The word-analytic method assumed that a student should first visually perceive the entire word, bypassing syllable division. Only after becoming familiar with words does the student realize that they are composed of phonemes and letters. Therefore, in the first part of the alphabet book, there were texts in which letters strictly corresponded to sounds. Words whose spelling differed from pronunciation, being more difficult, were placed in the later part of the book.

The principles of the textbook were as follows:

- Teaching should begin not with letters, but with simple sentences.
- Children learn letters and phonemes by analyzing words.
- The text should consist only of words the child is familiar with.
- Words should be short, mostly monosyllabic.
- A drawing is an essential element of teaching reading.
- Teaching should begin with written, not printed text.

Falski broke the last rule in later editions, but left the written models, and in the 1975 edition (a year after his death), he introduced some innovations by teaching both printed and written letters, both uppercase and lowercase.

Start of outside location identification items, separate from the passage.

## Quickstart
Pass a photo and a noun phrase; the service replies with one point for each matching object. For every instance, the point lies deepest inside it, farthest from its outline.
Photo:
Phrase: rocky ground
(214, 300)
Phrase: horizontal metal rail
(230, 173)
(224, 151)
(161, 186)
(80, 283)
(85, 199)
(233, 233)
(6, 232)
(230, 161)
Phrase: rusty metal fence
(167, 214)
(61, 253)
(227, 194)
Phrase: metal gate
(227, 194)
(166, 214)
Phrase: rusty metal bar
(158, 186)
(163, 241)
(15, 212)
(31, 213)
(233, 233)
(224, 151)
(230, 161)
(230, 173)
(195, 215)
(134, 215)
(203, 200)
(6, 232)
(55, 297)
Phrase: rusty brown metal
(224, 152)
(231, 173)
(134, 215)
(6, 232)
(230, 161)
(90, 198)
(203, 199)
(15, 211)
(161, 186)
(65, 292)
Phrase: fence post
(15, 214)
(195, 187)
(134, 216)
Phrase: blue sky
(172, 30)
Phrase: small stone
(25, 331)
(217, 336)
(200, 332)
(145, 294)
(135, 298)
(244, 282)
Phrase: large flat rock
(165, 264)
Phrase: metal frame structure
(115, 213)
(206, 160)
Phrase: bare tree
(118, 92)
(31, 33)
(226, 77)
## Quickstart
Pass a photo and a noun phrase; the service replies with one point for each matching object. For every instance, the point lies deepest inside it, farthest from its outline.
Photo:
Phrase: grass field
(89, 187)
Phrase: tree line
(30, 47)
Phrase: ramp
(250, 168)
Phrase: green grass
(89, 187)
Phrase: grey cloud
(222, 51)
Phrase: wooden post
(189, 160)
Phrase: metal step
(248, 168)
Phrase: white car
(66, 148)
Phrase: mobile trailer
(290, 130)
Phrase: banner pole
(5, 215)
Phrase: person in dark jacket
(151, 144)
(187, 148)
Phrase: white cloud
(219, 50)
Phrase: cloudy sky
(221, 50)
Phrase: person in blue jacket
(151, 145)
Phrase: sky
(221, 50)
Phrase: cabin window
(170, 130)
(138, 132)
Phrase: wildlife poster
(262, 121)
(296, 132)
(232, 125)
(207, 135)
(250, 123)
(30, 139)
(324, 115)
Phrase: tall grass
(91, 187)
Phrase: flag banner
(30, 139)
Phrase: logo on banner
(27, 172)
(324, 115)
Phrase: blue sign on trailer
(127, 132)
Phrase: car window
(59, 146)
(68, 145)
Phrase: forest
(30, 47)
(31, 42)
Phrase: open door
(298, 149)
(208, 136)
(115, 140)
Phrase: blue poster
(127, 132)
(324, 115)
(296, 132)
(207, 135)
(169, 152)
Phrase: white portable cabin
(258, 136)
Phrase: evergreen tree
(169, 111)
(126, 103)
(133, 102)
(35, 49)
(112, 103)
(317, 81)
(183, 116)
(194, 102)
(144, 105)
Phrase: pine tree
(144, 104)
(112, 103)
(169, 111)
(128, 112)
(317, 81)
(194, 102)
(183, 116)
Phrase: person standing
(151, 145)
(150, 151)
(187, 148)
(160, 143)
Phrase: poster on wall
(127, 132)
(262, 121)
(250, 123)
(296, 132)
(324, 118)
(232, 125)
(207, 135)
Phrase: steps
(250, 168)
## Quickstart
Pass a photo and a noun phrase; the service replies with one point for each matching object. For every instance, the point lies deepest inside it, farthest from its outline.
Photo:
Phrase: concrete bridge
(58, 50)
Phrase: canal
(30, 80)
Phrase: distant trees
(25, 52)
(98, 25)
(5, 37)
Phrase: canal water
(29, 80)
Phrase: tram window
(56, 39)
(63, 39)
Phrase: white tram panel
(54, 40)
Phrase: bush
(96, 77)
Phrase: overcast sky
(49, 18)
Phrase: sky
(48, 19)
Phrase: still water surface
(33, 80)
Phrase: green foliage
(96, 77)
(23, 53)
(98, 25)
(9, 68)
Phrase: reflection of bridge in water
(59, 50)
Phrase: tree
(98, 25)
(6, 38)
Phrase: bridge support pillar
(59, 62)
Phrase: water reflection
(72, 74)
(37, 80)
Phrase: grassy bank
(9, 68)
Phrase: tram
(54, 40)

Studies conducted before 1957 confirmed the effectiveness of Falski's method. In a group of 413 students, only five errors were made in dictation and writing from memory. In traditional dictation, there were 100 errors, 42 of which involved incorrect spelling of lowercase and uppercase letters. During the same period, in dictations from students in fifth grade, one error was noted for every 10–12 words. In 2008, a student in third or fourth grade made an average of one error for every 3–4 words.

== Elementarz in culture ==
The most famous sentence from Elementarz by Falski was "Ala ma kota" ("Ala has a cat"), which became a symbol of the textbook in colloquial Polish. However, this sentence only appeared in Elementarz from the 1930s to 1949. The title "Ala" from the textbook is used in the memoirs of Alina Margolis-Edelman, which inspired the monodrama Ala z elementarza (Ala from the ABCs) by Zuzanna Fijewska-Malesza, directed by Agnieszka Glińska, which premiered in 2011.

The phrase "Ala ma kota" was also used by Jan Brzechwa to name a fictional land in Tryumf pana Kleksa (The Triumph of Mr. Kleks).

In 2014, Elementarz was adapted into a play for preschool children, directed by Michał Zadara, and premiered at the Teatr Nowy in Warsaw.

In 1978, based on Elementarz and illustrations by Jerzy Karolak, a short film titled Elementarz by Krzysztof Krauze was produced at the Studio Miniatur Filmowych in Warsaw, with music by Andrzej Korzyński. The film, starting with the illustrations and texts from the book, uses materials from Warsaw Documentary Film Studio to depict the characters' lives as adults and their approaching old age. It thus creates a socio-psychological portrait of a Polish family in the late 1970s.